Although the OAI-MPH is the preferred way of accessing bulk metadata, the arXiv API may be useful for easy integration with web services and toolkits. We have some code below that requests metadata for astro-ph articles. It has not been refined as much as the code above, but it can serve as reference if we decide in the future to use this API. 

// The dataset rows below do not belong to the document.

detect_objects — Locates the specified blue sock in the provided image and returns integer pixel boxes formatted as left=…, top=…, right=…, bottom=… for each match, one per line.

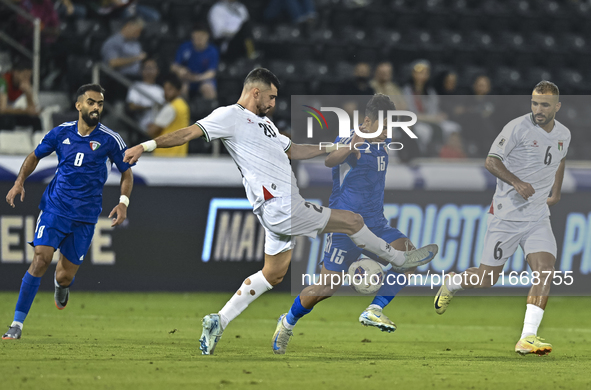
left=53, top=275, right=76, bottom=288
left=14, top=271, right=41, bottom=323
left=285, top=295, right=313, bottom=325
left=371, top=270, right=408, bottom=309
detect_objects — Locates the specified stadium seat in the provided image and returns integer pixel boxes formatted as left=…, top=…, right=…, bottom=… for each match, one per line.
left=269, top=60, right=301, bottom=80
left=68, top=56, right=93, bottom=89
left=0, top=130, right=33, bottom=154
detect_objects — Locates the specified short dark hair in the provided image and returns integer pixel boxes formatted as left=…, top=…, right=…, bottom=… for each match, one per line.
left=76, top=84, right=105, bottom=100
left=162, top=73, right=183, bottom=91
left=244, top=68, right=281, bottom=89
left=534, top=80, right=560, bottom=95
left=365, top=93, right=396, bottom=122
left=191, top=23, right=209, bottom=34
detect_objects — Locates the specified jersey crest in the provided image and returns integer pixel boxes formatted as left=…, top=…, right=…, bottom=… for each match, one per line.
left=90, top=141, right=101, bottom=152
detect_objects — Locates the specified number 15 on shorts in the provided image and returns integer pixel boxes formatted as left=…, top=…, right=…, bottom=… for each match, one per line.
left=330, top=248, right=347, bottom=264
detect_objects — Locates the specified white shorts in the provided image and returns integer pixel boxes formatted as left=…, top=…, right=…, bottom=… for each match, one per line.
left=480, top=214, right=557, bottom=266
left=257, top=194, right=330, bottom=255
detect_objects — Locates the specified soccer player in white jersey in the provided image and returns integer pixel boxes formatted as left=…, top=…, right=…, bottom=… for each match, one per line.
left=125, top=68, right=438, bottom=355
left=434, top=81, right=570, bottom=355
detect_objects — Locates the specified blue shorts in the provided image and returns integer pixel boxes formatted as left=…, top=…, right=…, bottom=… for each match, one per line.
left=32, top=211, right=95, bottom=265
left=322, top=225, right=406, bottom=272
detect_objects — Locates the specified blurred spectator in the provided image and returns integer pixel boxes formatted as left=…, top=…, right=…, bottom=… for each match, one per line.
left=263, top=0, right=316, bottom=23
left=472, top=75, right=490, bottom=96
left=434, top=70, right=458, bottom=95
left=126, top=58, right=165, bottom=132
left=0, top=63, right=42, bottom=130
left=87, top=0, right=161, bottom=22
left=454, top=75, right=503, bottom=156
left=207, top=0, right=256, bottom=60
left=55, top=0, right=86, bottom=19
left=148, top=74, right=190, bottom=157
left=403, top=60, right=445, bottom=122
left=434, top=70, right=461, bottom=118
left=171, top=25, right=220, bottom=100
left=101, top=18, right=146, bottom=79
left=16, top=0, right=60, bottom=46
left=439, top=132, right=466, bottom=159
left=369, top=62, right=407, bottom=110
left=341, top=62, right=375, bottom=96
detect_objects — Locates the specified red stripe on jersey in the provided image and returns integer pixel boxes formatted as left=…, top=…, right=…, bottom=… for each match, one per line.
left=263, top=186, right=274, bottom=200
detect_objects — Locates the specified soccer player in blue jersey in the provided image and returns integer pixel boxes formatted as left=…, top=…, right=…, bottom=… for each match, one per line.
left=2, top=84, right=133, bottom=340
left=273, top=94, right=414, bottom=354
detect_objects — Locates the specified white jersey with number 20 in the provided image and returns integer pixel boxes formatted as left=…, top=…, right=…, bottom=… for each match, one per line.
left=196, top=104, right=299, bottom=214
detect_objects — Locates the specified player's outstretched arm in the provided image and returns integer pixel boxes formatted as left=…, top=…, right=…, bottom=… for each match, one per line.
left=484, top=156, right=536, bottom=200
left=123, top=125, right=203, bottom=165
left=285, top=143, right=336, bottom=160
left=109, top=168, right=133, bottom=227
left=546, top=157, right=566, bottom=206
left=6, top=152, right=39, bottom=208
left=324, top=133, right=365, bottom=168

One thing to note is that with this API, it is easy to query subclasses of the astro-ph category, whereas with the OAI-MPH, it is not possible AFAIK. 

In [278]:
# Specify categories to search
categories = [
    'astro-ph',     # general astrophysics
    'astro-ph.ga',  # astrophysics of galaxies
    'astro-ph.co',  # cosmology and nongalactic astrophysics
    'astro-ph.ep',  # earth and planetary astrophysics
    'astro-ph.he',  # high energy astrophysical phenomena
    'astro-ph.im',  # instrumentation and methods for astrophysics 
    'astro-ph.sr']  # solar and stellar astrophysics

results_per_page = 1000
rows = []

def get_metadata_from_arXiv_API():
    for category in categories:
        print('Getting metadata for articles within the ' + category + ' category...')
        # Search parameters
        search_query = 'cat:' + category
        startIndex = 0

        # Loop until total results reached
        while True:
            url = 'http://export.arxiv.org/api/query?search_query=' + search_query + '&start=' + str(startIndex) + '&max_results=' + str(results_per_page)
            results = urllib.request.urlopen(url).read()
            soup = BeautifulSoup(results, 'xml')

            if startIndex == 0:
                total_results = int(soup.find('opensearch:totalResults').string)

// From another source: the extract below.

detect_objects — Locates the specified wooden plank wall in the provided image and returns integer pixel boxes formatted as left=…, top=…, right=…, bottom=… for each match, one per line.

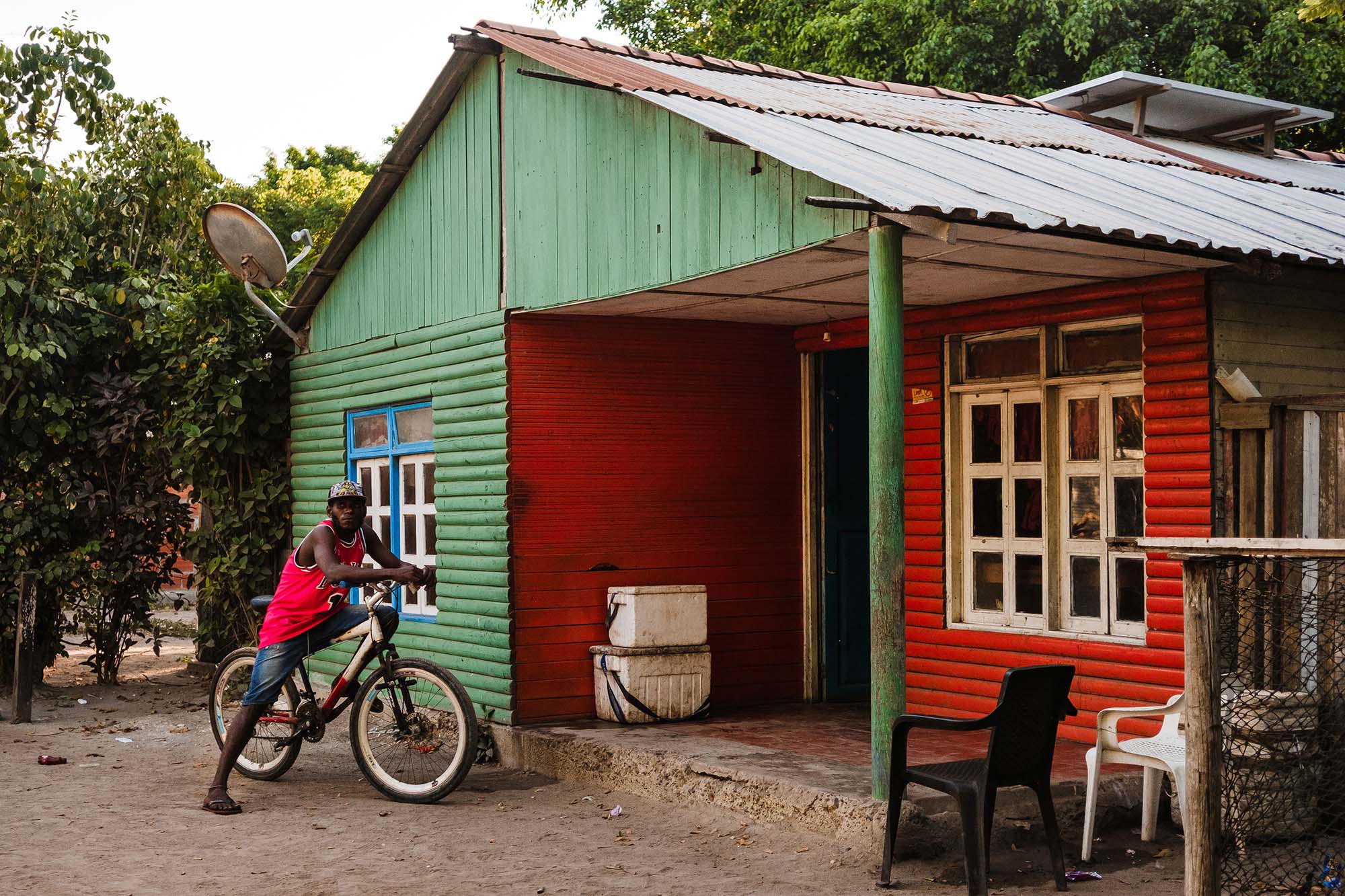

            # Get all entry tags
            entries = soup.find_all('entry')

            for entry in entries: 
                # Collect authors
                authors = []
                for author in entry.find_all('name'):
                    authors.append(author.string)
                author_str = ', '.join(authors)

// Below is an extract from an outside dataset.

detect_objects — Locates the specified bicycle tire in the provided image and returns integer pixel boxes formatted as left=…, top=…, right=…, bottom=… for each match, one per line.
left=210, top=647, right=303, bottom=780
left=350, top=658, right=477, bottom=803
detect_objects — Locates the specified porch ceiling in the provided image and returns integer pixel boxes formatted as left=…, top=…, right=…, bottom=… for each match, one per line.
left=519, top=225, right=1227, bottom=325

                # Get DOI if it exists
                doi = entry.find('arxiv:doi')
                if doi:
                    doi = doi.string

                # Extract links if they exist
                doi_link = None
                pdf_link = None
                links = entry.find_all('link')
                for link in links:
                    link_title = link.get('title')
                    if link_title and link_title == 'doi':
                        doi_link = link['href']
                    elif link_title and link_title == 'pdf':
                        pdf_link = link['href']

                # Get journal if it exists
                journal = entry.find('arxiv:journal_ref')
                if journal:
                    journal = journal.string

                # Get comment if it exists
                comment = entry.find('arxiv:comment')
                if comment:
                    comment = comment.string

                row = {
                    'id': entry.id.string,
                    'updated': entry.updated.string,
                    'published': entry.published.string,
                    'title': entry.title.string,
                    'summary': entry.summary.string,
                    'authors': author_str,
                    'doi': doi,
                    'doi_link': doi_link,
                    'journal': journal,
                    'pdf_link': pdf_link,
                    'category': entry.find('arxiv:primary_category')['term'],
                    'comment': comment
                }
                rows.append(row)

                # Quit looping if we have gotten all results
                # print(str(len(rows)) + ' of ' + str(total_results) + '...')
            if len(rows) == total_results:
                print()
                break
            else:
                print(str(len(rows)) +'/' + str(total_results) + '...')
                startIndex += results_per_page
                time.sleep(3) # recommended to sleep

In [None]:
start = time.time()
get_metadata_from_arXiv_API()
end = time.time()
print(str(end - start) + ' seconds')

In [None]:
metadata_api_df = pd.DataFrame(rows)
metadata_api_df

Save data frame to CSV:

In [None]:
metadata_api_df.to_csv('arXiv_astroph_metadata_api.csv', index=False, header=True)